Altro che domenica: la sconfitta in Umbria è nata vent’anni fa

30 Ottobre 2019

Se state nel centro di una piazza, è difficile vedere la città. Meglio su una torre molto alta. Meglio ancora in elicottero (per noi umani: Google maps). Per le elezioni in Umbria è la stessa cosa: si cercano col microscopio le crepe nelle tattiche recenti, i dettagli contingenti, mentre alzandosi un po’ sull’orizzonte si vedrebbe una storia lunga, che ha portato fin qui dove siamo finiti: leghisti e scontenti (e non vale solo per l’Umbria, anzi). Se ogni tanto si capisse (ma così, per passatempo) che la politica è soprattutto comprensione delle dinamiche sociali, delle curve che prendono le vite della gente, si spiegherebbe meglio la regione rossa, laboriosa e civilissima, che si butta nelle braccia del mangiatore di salsicce sovranista. “Dopo 50 anni!”, esultano da destra, manco avessero preso la Bastiglia.

L’aumento dell’affluenza ingrossa il vantaggio di Salvini e fa intuire che un po’ dei famosi astenuti che “bisogna riportare alla politica” ce li ha riportati lui. L’alleanza che lo contrastava era messa su in fretta e furia, il candidato un perdente perfetto (per contrastare la destra montante, un imprenditore moderatissimo, la solita solfa), senza contare i 5s in caduta libera e il governo della Regione che ne ha fatte più di Carlo in Francia, trattando (un classico) la Sanità come agenzia di collocamento per gli amici, e molti altri pasticci. Ce n’è abbastanza per disamorarsi, anche se per uno che abbia qualche anche vaga formazione “di sinistra” per votare Salvini ci vuole qualcosa di più.

E quel qualcosa di più è il cambiamento senza cambiamento. Dopo anni e anni di retorica su “gli operai non ci sono più” – brutti volgari, pussa via, noi vogliamo le start-up – i metalmeccanici di Terni sono ancora lì a farsi il culo. E quando andarono a Roma a protestare (ottobre 2014, con un governo Renzi scintillante post-europee e Alfano agli Interni) vennero manganellati duramente, come per dire chiaro e tondo che il modello di sviluppo era un altro. Il grande cioccolato è multinazionale, il tessuto di piccole e piccolissime aziende manifatturiere è fittissimo. La terra, l’agricoltura, quelle benedette eccellenze di olii e vini, scivola sempre più verso la Disneyland del turismo, dal mezzadro al Bed and Breakfast è un attimo.
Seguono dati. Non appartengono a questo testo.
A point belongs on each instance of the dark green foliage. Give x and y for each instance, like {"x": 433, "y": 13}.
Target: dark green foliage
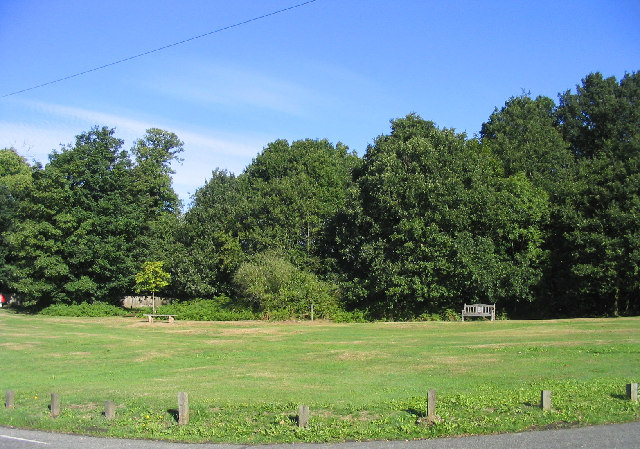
{"x": 218, "y": 309}
{"x": 85, "y": 222}
{"x": 601, "y": 121}
{"x": 85, "y": 309}
{"x": 15, "y": 184}
{"x": 438, "y": 224}
{"x": 277, "y": 288}
{"x": 540, "y": 214}
{"x": 282, "y": 202}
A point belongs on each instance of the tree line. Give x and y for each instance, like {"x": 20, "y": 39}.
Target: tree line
{"x": 539, "y": 213}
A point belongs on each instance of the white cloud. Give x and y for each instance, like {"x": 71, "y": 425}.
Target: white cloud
{"x": 236, "y": 87}
{"x": 205, "y": 150}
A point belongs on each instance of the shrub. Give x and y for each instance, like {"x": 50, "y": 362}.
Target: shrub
{"x": 216, "y": 309}
{"x": 277, "y": 288}
{"x": 95, "y": 309}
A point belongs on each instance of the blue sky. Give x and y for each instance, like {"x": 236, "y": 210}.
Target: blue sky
{"x": 335, "y": 69}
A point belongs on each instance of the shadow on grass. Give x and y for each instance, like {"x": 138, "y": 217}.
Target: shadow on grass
{"x": 174, "y": 413}
{"x": 417, "y": 413}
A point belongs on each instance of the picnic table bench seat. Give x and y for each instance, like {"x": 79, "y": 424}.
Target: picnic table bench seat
{"x": 151, "y": 316}
{"x": 479, "y": 310}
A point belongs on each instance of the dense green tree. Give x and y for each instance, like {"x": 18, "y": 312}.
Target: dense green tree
{"x": 524, "y": 135}
{"x": 15, "y": 183}
{"x": 152, "y": 278}
{"x": 208, "y": 249}
{"x": 151, "y": 188}
{"x": 294, "y": 190}
{"x": 601, "y": 121}
{"x": 88, "y": 217}
{"x": 437, "y": 224}
{"x": 274, "y": 286}
{"x": 281, "y": 202}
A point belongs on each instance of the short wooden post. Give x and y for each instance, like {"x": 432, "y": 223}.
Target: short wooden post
{"x": 546, "y": 400}
{"x": 9, "y": 399}
{"x": 632, "y": 392}
{"x": 431, "y": 405}
{"x": 55, "y": 405}
{"x": 109, "y": 409}
{"x": 303, "y": 416}
{"x": 183, "y": 408}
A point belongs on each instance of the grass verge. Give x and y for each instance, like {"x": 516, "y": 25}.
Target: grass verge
{"x": 361, "y": 381}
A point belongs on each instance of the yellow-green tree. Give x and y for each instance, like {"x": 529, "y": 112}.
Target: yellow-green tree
{"x": 152, "y": 278}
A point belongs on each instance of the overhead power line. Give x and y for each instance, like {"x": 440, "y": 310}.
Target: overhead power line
{"x": 235, "y": 25}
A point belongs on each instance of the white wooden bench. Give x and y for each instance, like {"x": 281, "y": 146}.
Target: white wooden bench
{"x": 488, "y": 310}
{"x": 151, "y": 316}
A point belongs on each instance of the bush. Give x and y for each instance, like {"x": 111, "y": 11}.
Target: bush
{"x": 95, "y": 309}
{"x": 216, "y": 309}
{"x": 280, "y": 290}
{"x": 355, "y": 316}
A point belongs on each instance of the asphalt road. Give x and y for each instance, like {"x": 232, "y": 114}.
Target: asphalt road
{"x": 614, "y": 436}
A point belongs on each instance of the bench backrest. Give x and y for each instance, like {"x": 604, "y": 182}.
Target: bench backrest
{"x": 479, "y": 308}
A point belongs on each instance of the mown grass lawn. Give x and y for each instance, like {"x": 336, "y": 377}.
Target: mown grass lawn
{"x": 361, "y": 381}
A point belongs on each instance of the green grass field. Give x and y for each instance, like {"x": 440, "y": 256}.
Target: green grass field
{"x": 361, "y": 381}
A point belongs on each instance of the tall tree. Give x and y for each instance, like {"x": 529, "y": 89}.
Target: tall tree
{"x": 524, "y": 135}
{"x": 601, "y": 121}
{"x": 151, "y": 183}
{"x": 437, "y": 224}
{"x": 15, "y": 183}
{"x": 89, "y": 216}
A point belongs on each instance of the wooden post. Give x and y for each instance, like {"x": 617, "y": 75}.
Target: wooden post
{"x": 431, "y": 405}
{"x": 109, "y": 409}
{"x": 9, "y": 399}
{"x": 303, "y": 416}
{"x": 55, "y": 405}
{"x": 183, "y": 409}
{"x": 632, "y": 392}
{"x": 546, "y": 400}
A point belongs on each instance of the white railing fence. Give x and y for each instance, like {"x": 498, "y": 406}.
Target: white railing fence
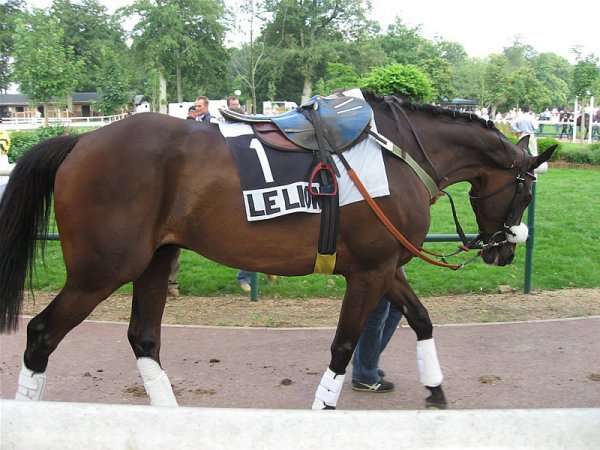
{"x": 29, "y": 123}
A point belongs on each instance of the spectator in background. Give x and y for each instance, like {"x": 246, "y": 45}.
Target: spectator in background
{"x": 202, "y": 113}
{"x": 525, "y": 124}
{"x": 243, "y": 276}
{"x": 564, "y": 117}
{"x": 192, "y": 113}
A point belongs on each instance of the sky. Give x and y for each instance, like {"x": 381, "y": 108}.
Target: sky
{"x": 484, "y": 27}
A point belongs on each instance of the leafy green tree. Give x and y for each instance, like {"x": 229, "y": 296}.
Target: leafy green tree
{"x": 306, "y": 31}
{"x": 338, "y": 76}
{"x": 586, "y": 77}
{"x": 182, "y": 40}
{"x": 555, "y": 73}
{"x": 43, "y": 67}
{"x": 9, "y": 12}
{"x": 405, "y": 45}
{"x": 249, "y": 61}
{"x": 112, "y": 86}
{"x": 469, "y": 81}
{"x": 405, "y": 80}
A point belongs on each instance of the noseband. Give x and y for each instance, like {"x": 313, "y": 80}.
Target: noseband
{"x": 510, "y": 232}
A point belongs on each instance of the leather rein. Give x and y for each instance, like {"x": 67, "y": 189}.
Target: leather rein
{"x": 420, "y": 252}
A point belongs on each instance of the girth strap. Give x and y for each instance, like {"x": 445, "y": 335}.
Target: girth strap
{"x": 431, "y": 185}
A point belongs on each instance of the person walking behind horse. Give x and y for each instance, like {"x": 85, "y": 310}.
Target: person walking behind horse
{"x": 377, "y": 332}
{"x": 191, "y": 113}
{"x": 526, "y": 124}
{"x": 243, "y": 276}
{"x": 202, "y": 113}
{"x": 173, "y": 286}
{"x": 197, "y": 112}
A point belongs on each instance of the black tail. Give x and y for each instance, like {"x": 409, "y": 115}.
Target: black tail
{"x": 24, "y": 212}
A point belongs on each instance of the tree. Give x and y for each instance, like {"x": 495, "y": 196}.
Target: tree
{"x": 43, "y": 67}
{"x": 586, "y": 77}
{"x": 249, "y": 62}
{"x": 112, "y": 86}
{"x": 87, "y": 28}
{"x": 9, "y": 12}
{"x": 306, "y": 31}
{"x": 555, "y": 73}
{"x": 177, "y": 35}
{"x": 405, "y": 80}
L’imperativo categorico, a destra, a sinistra, ovunque in cielo e in terra, è sviluppo-sviluppo-sviluppo, e naturalmente questo cambia sentimenti, umori e composizioni sociali. Fino a un appiattimento di orizzonti e di desideri: è tutto un indistinto ceto medio spaventato di riscivolare indietro, scontento, incazzato, deluso.

Come si vede, a mettere insieme non gli ultimi sei mesi, ma gli ultimi dieci, vent’anni, quella cartina impressionante dell’Umbria che era tutta rossa e ora è tutta verde un po’ si spiega. Probabile che la faccenda sia ancora più strutturale (l’Emilia-Romagna sì, che sarà un test!), cioè che il sistema progressista, il modello di sviluppo delle regioni “rosse” abbia fatto quel che doveva fare, e che ora non serva più, ciao, tanti saluti. Bella e nobile, la tradizione contadina, ma il proprietario di B&B, temo, tenderà a preferire la flat tax alla pace nel mondo, e nelle città d’arte “il decoro”, nome nobile della guerra ai poveri, verrà prima di tutto il resto.

C’è insomma un “egoismo di necessità”, che certo non verrà scalfito dai famosi “valori” della sinistra, che, tra l’altro, trascolorano e impallidiscono giorno dopo giorno. Troppi pochi elettori, in Umbria, per fare veramente da test, troppe variabili contingenti dettate dall’emergenza. Ma il disegno su larga scala è abbastanza preciso: molti elettori passano dalla fase “non ti voto più” alla fase “ti voto contro”. Non è nemmeno politica, certe volte, ma un umore, un’onda, un sentimento, che viene da quello che si è seminato per anni, non negli ultimi mesi.